Doch hatte ich mir von Wyverns Notizen mehr erhofft, eine Reise in ein märchenhaftes, fernes Indien. Stattdessen konfrontiert er seine Leser eher mit Alltagsbanalitäten. Die große englische Kochbuchatorin Elizabeth David war ein Fan von Wyvern, meine Begeisterung dagegen hält sich in Grenzen. Vielleicht liegt es am nüchternen Stil, oder an der getroffenen Textauswahl, jedenfalls würde mich dieses Buch nicht zum Kochen inspirieren. Wer aber mehr zur anglo-indischen Küche im späten 19. Jh. erfahren will, der kann sich hier über Curries, Muligatunny, Kochen im Feldlager, Kaffeebereitung und dem Einrichten einer Küche in Indien informieren.
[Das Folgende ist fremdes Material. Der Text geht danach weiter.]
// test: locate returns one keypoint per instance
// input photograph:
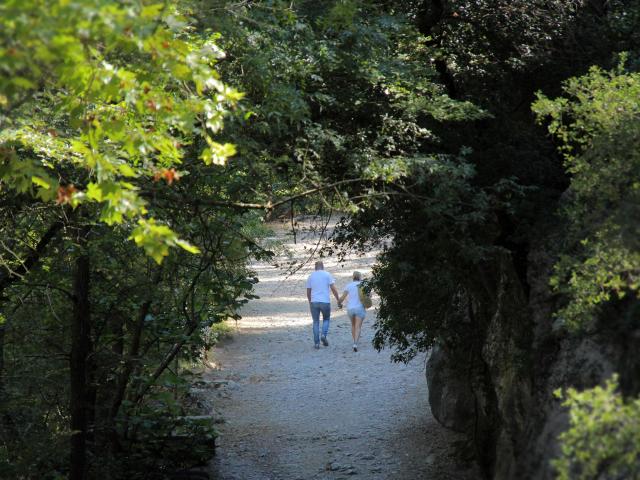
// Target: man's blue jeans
(316, 309)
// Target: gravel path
(292, 412)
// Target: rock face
(497, 385)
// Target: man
(318, 285)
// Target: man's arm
(336, 294)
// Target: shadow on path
(292, 412)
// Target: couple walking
(319, 284)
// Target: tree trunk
(79, 369)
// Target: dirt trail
(292, 412)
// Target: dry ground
(292, 412)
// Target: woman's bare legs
(353, 329)
(356, 328)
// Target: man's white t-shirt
(319, 282)
(353, 299)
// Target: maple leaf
(65, 193)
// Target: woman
(355, 309)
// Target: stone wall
(498, 386)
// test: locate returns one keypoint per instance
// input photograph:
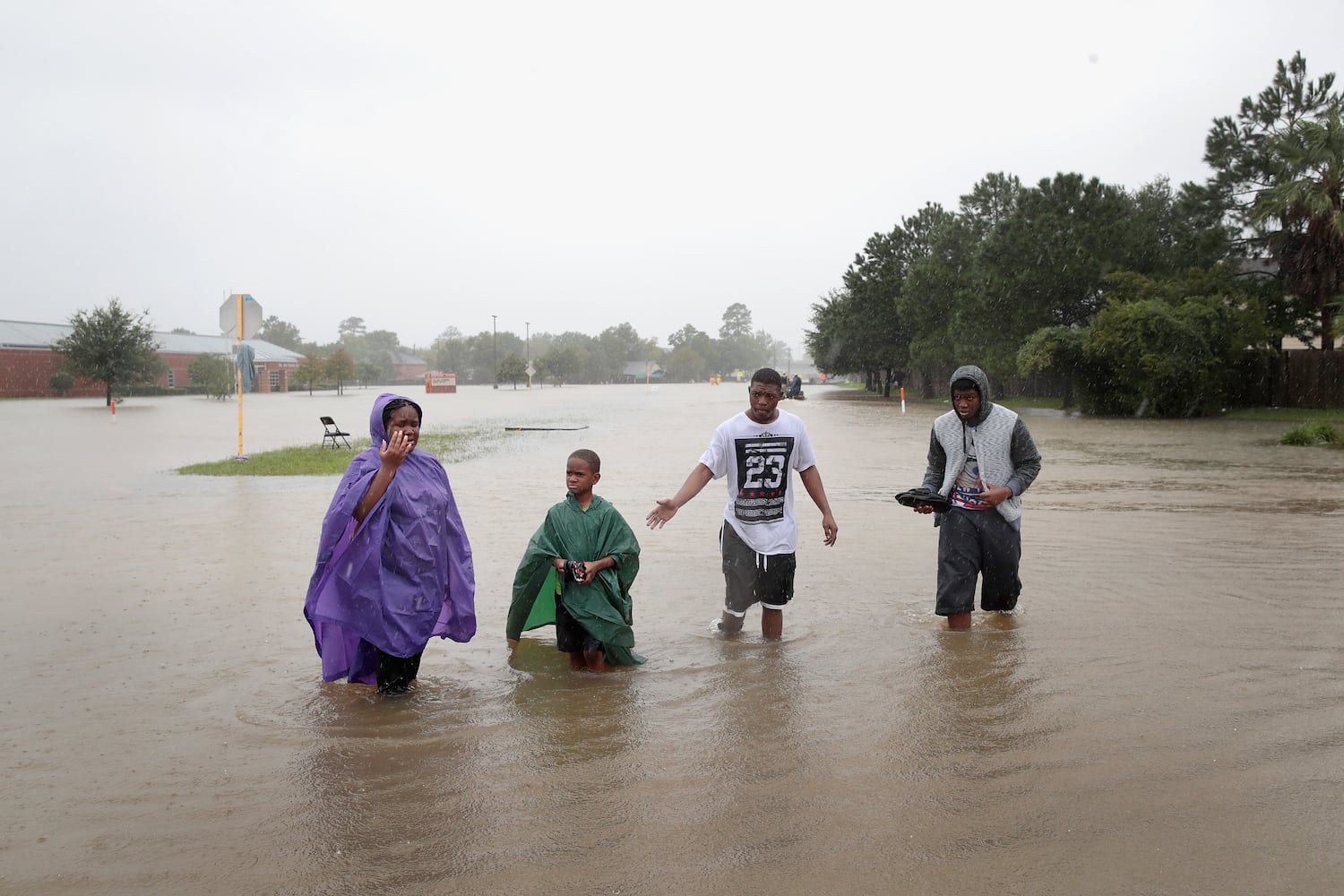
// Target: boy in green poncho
(577, 575)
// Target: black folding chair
(333, 433)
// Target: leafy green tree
(340, 368)
(1055, 349)
(1261, 151)
(561, 365)
(351, 328)
(1306, 203)
(513, 368)
(836, 333)
(214, 374)
(62, 382)
(1043, 265)
(1167, 349)
(277, 332)
(737, 323)
(112, 347)
(943, 287)
(311, 370)
(618, 346)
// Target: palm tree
(1306, 203)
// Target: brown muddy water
(1164, 713)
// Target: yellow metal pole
(238, 375)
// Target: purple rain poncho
(402, 576)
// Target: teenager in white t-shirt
(754, 452)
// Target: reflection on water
(1159, 716)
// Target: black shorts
(754, 578)
(570, 637)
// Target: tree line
(117, 349)
(1139, 301)
(504, 357)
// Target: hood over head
(978, 376)
(376, 429)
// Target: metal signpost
(239, 316)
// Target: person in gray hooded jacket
(983, 458)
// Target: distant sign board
(228, 316)
(441, 382)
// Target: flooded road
(1163, 715)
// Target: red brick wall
(24, 374)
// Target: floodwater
(1163, 715)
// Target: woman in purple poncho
(394, 565)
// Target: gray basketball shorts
(754, 578)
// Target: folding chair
(332, 432)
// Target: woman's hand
(394, 450)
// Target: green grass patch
(1287, 414)
(1312, 435)
(309, 460)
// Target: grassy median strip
(309, 460)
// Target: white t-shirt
(757, 458)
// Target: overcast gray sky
(566, 164)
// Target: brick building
(27, 360)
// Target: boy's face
(580, 477)
(763, 401)
(967, 403)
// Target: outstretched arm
(812, 482)
(667, 508)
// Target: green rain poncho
(601, 606)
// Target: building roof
(43, 336)
(637, 368)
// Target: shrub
(1312, 435)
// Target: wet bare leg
(771, 624)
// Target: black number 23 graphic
(765, 470)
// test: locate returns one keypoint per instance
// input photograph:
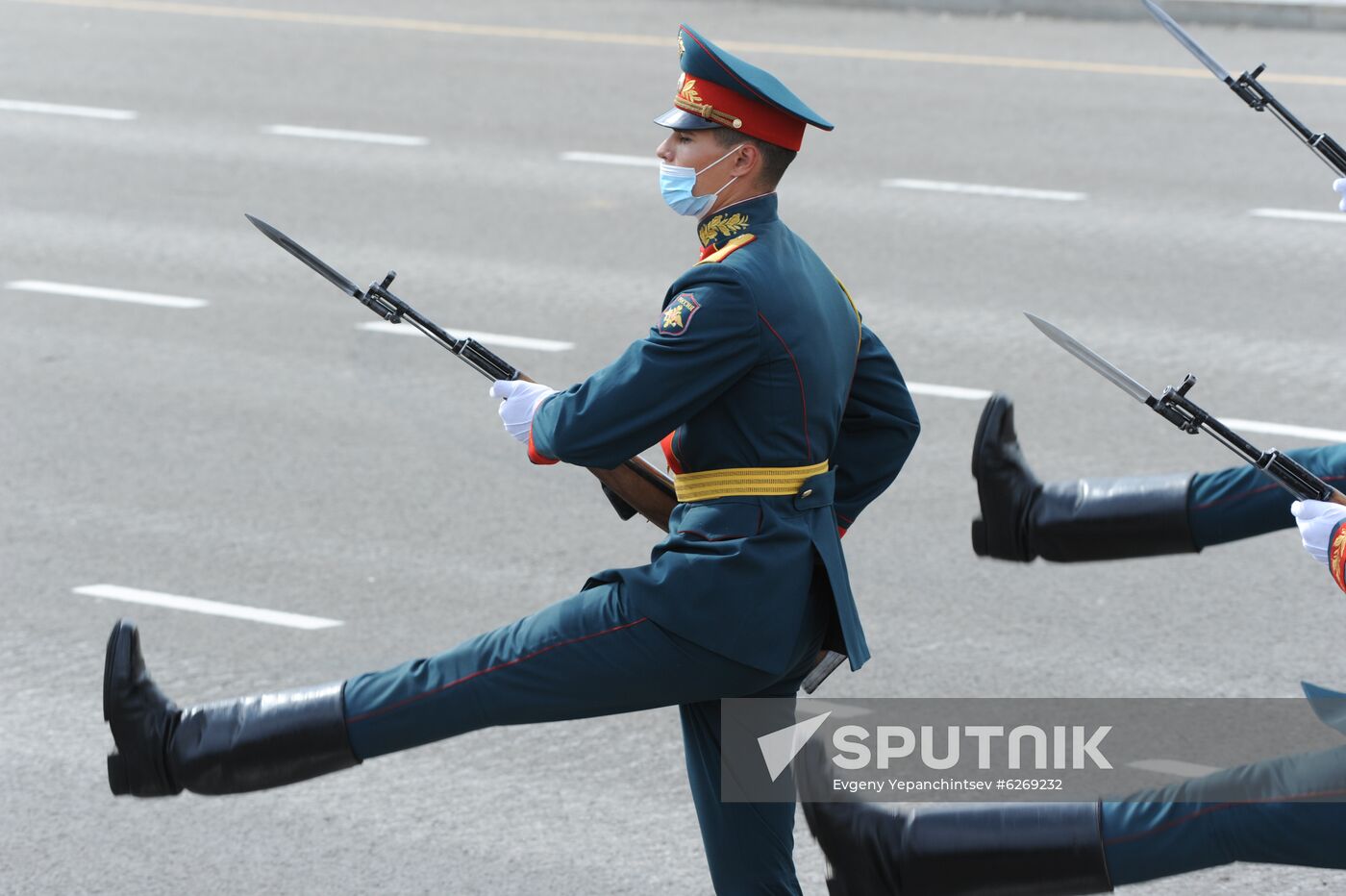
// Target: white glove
(521, 400)
(1316, 521)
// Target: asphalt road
(262, 450)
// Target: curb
(1264, 13)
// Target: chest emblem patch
(677, 316)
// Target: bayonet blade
(1186, 39)
(307, 257)
(1092, 358)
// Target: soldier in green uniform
(783, 417)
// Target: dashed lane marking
(350, 137)
(209, 607)
(107, 295)
(56, 110)
(985, 190)
(520, 33)
(611, 159)
(1174, 767)
(1294, 214)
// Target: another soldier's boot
(226, 747)
(1065, 521)
(1009, 849)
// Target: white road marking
(1174, 767)
(1284, 430)
(110, 295)
(1262, 427)
(1292, 214)
(356, 137)
(54, 110)
(487, 337)
(610, 159)
(948, 391)
(209, 607)
(985, 190)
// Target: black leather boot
(1079, 519)
(991, 849)
(226, 747)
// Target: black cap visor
(680, 120)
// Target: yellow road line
(515, 33)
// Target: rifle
(1177, 408)
(1251, 90)
(635, 485)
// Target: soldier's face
(696, 150)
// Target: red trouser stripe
(482, 672)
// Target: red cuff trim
(666, 444)
(1336, 555)
(534, 454)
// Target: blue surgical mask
(677, 182)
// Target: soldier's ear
(747, 159)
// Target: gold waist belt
(743, 481)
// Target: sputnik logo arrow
(781, 747)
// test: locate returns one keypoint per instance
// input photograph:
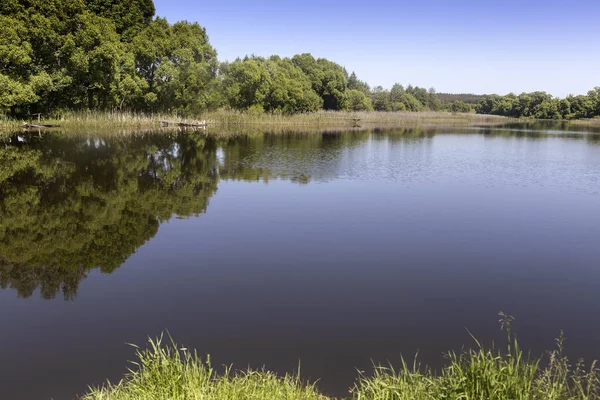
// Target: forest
(80, 55)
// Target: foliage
(459, 106)
(170, 372)
(542, 105)
(106, 55)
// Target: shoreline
(217, 119)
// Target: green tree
(357, 101)
(129, 16)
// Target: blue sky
(455, 46)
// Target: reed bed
(170, 372)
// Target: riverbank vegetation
(170, 371)
(60, 56)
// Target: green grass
(169, 372)
(95, 120)
(174, 373)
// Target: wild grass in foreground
(173, 373)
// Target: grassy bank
(169, 372)
(229, 119)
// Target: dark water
(334, 249)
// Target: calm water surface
(334, 249)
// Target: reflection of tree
(69, 205)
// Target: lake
(333, 249)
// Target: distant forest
(116, 55)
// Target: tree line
(116, 55)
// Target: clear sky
(485, 46)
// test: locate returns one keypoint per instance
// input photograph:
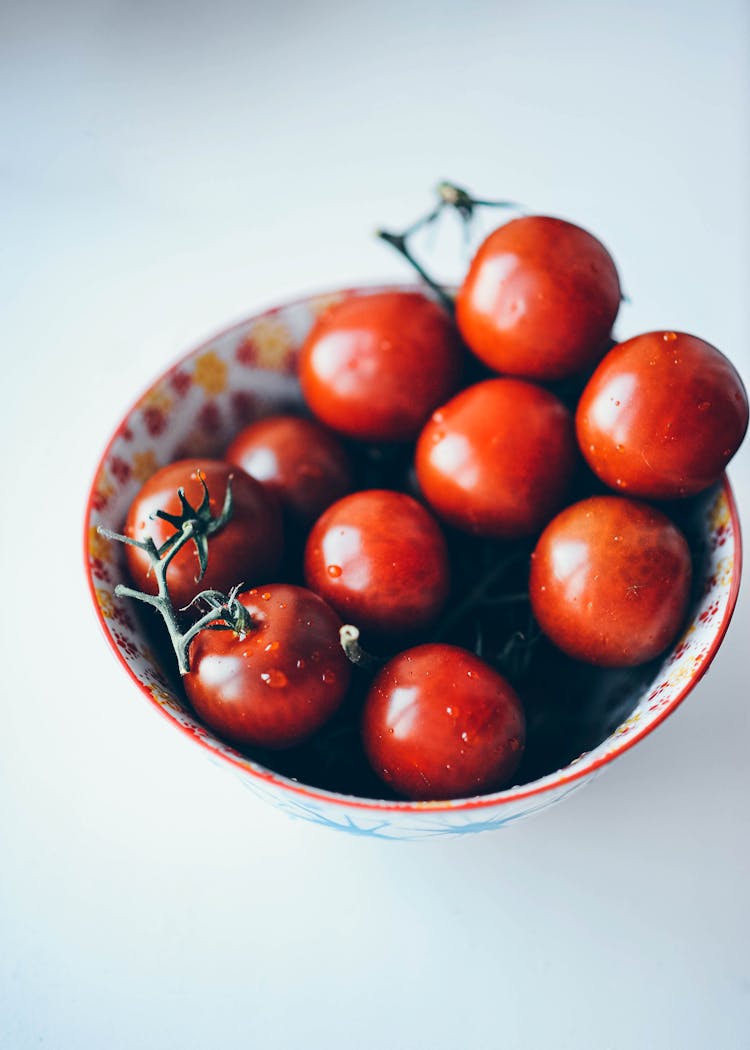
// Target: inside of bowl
(574, 712)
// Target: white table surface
(167, 168)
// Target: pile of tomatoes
(473, 494)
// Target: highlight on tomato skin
(380, 560)
(279, 683)
(246, 549)
(438, 722)
(297, 459)
(610, 581)
(498, 459)
(539, 299)
(374, 366)
(662, 416)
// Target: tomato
(244, 550)
(498, 459)
(662, 416)
(374, 366)
(380, 560)
(439, 722)
(297, 459)
(280, 683)
(610, 581)
(539, 299)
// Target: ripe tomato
(280, 683)
(248, 547)
(297, 459)
(439, 722)
(380, 560)
(540, 299)
(662, 416)
(497, 460)
(610, 581)
(374, 366)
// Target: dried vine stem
(192, 525)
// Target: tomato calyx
(449, 195)
(193, 525)
(355, 652)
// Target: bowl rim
(577, 771)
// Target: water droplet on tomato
(274, 678)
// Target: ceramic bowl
(194, 408)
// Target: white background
(165, 169)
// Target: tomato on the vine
(498, 459)
(243, 551)
(374, 366)
(539, 299)
(662, 416)
(380, 560)
(610, 581)
(439, 722)
(277, 684)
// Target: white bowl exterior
(194, 410)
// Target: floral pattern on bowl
(194, 408)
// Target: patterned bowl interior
(194, 408)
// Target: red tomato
(297, 459)
(439, 722)
(280, 683)
(497, 460)
(610, 581)
(374, 366)
(540, 299)
(380, 560)
(247, 548)
(662, 416)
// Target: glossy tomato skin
(279, 684)
(610, 581)
(374, 366)
(539, 299)
(297, 459)
(498, 459)
(247, 548)
(380, 560)
(662, 416)
(439, 722)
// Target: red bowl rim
(551, 781)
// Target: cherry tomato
(374, 366)
(439, 722)
(662, 416)
(282, 681)
(380, 560)
(247, 548)
(297, 459)
(540, 298)
(610, 581)
(497, 460)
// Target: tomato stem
(450, 195)
(193, 524)
(349, 636)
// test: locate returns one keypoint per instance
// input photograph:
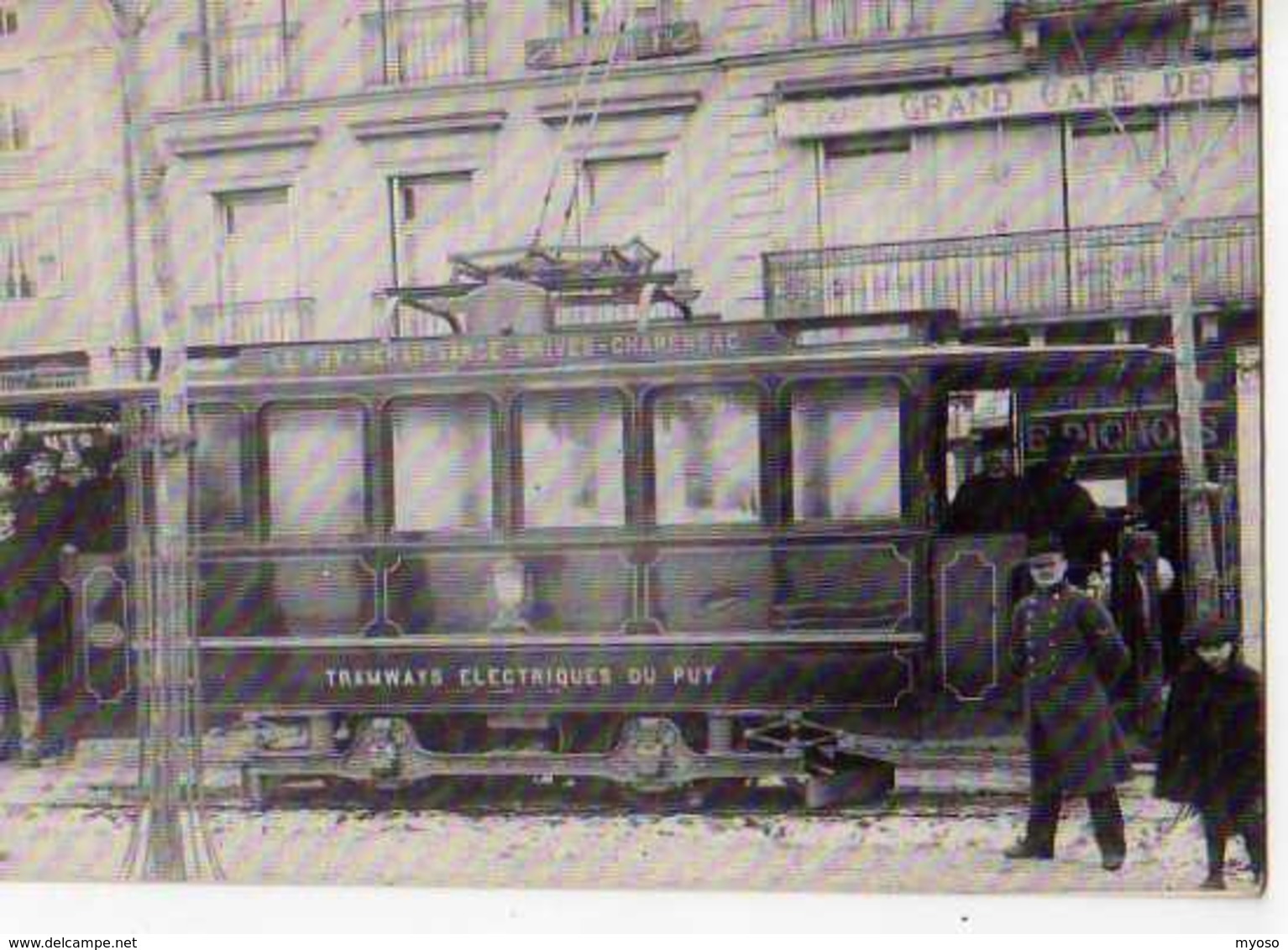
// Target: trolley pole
(1202, 602)
(168, 687)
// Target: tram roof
(707, 347)
(675, 349)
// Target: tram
(658, 556)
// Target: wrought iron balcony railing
(250, 63)
(859, 19)
(421, 44)
(248, 323)
(1037, 276)
(673, 39)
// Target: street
(942, 832)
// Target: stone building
(807, 159)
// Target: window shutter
(50, 253)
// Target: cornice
(249, 140)
(421, 127)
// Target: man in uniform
(41, 528)
(1058, 505)
(989, 502)
(1065, 646)
(18, 643)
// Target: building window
(706, 456)
(846, 452)
(218, 470)
(573, 472)
(17, 258)
(434, 221)
(862, 19)
(624, 198)
(442, 461)
(317, 479)
(257, 248)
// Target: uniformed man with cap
(1055, 504)
(1066, 649)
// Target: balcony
(258, 322)
(1032, 19)
(1092, 273)
(859, 19)
(673, 39)
(424, 44)
(254, 63)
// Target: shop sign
(1124, 433)
(984, 102)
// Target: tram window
(218, 472)
(442, 465)
(316, 472)
(573, 460)
(1108, 492)
(706, 450)
(846, 452)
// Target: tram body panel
(741, 538)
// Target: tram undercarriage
(651, 754)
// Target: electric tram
(656, 556)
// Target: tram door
(976, 563)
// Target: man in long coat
(1068, 650)
(1213, 749)
(43, 527)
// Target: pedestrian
(1055, 504)
(1212, 754)
(18, 641)
(41, 530)
(1068, 651)
(988, 502)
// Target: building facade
(996, 159)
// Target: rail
(1047, 274)
(248, 323)
(250, 63)
(421, 44)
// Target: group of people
(1045, 499)
(1068, 653)
(48, 509)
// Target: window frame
(264, 462)
(518, 483)
(497, 463)
(401, 260)
(907, 451)
(246, 484)
(764, 434)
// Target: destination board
(464, 353)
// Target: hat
(1060, 446)
(1212, 632)
(995, 439)
(1044, 545)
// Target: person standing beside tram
(1055, 504)
(18, 641)
(991, 501)
(1068, 651)
(41, 530)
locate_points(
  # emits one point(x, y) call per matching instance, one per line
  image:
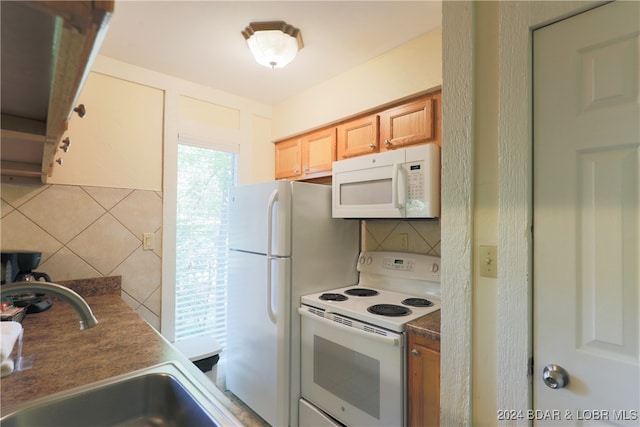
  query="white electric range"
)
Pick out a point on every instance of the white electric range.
point(353, 341)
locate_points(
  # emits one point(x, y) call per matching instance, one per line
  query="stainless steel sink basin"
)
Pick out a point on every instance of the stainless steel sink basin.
point(162, 395)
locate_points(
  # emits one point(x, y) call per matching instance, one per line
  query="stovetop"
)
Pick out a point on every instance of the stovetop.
point(357, 307)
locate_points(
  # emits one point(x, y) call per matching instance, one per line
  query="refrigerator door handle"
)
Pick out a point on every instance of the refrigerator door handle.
point(272, 201)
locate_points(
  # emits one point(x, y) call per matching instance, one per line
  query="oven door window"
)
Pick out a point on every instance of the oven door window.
point(355, 376)
point(352, 376)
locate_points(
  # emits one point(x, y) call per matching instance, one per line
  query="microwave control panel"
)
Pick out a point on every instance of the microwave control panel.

The great Food SeriesAlexis Soyer: The Chef at War

Der Franzose Soyer, ein berühmter Koch im viktorianischen England, avancierte 1837 zum Chefkoch des Reform Clubs, deren Mitglieder noch heute dort Lammkoteletts nach seinem Rezept (z.B.: http://www.independent.co.uk/life-style/food-and-drink/recipes/lamb-cutlets-reform-2105836.html) serviert bekommen. Erfinderisch und wohltätig engagierte er sich bereits während der großen irischen Hungersnot und gründete 1847 eine Suppenküche. Sein Kochbuch aus jener Zeit heißt entsprechend auch Soyer’s Charitable Cookery. Während des Krimkrieges reiste er dann auf eigene Kosten an die Front, um dort die Qualität der Soldatenverpflegung zu verbessern. Soyers Erzählungen sind teils Tagebuch, teils Kochbuch, und immer faszinierend. Fehlten geeignete Utensilien, so entwarf der Autor, was er benötigte, von Teekanne über Topf bis hin zum frontgeeigneten Herd. Seine Rezepte umfassen Krankenkost wie kräftige Mahlzeiten in Regimentsportionen, für hundert aber auch tausend Mann. Vom Luxus des Friedens umgeben, können mich diese Rezepte kulinarisch nicht locken, aber spannende Lektüre sind sie allemal. Besonders gefällt mir die Begründung, warum die folgende Kräuterbrühe sehr gesund sei:

This is a very favourite beverage in France, as well with people in health as with invalids, especially in spring, when the herbs are young and green. Put a quart of water to boil, having previously prepared about 40 leaves of sorrel, a cabbage lettuce, and 10 sprigs of chervil, the whole well washed; when the water is boiling, throw in the herbs, with the addition of a teaspoonful of salt, and 1/2 oz. of fresh butter; cover the saucepan close, and let simmer a few minutes, then strain it through a sieve or colander.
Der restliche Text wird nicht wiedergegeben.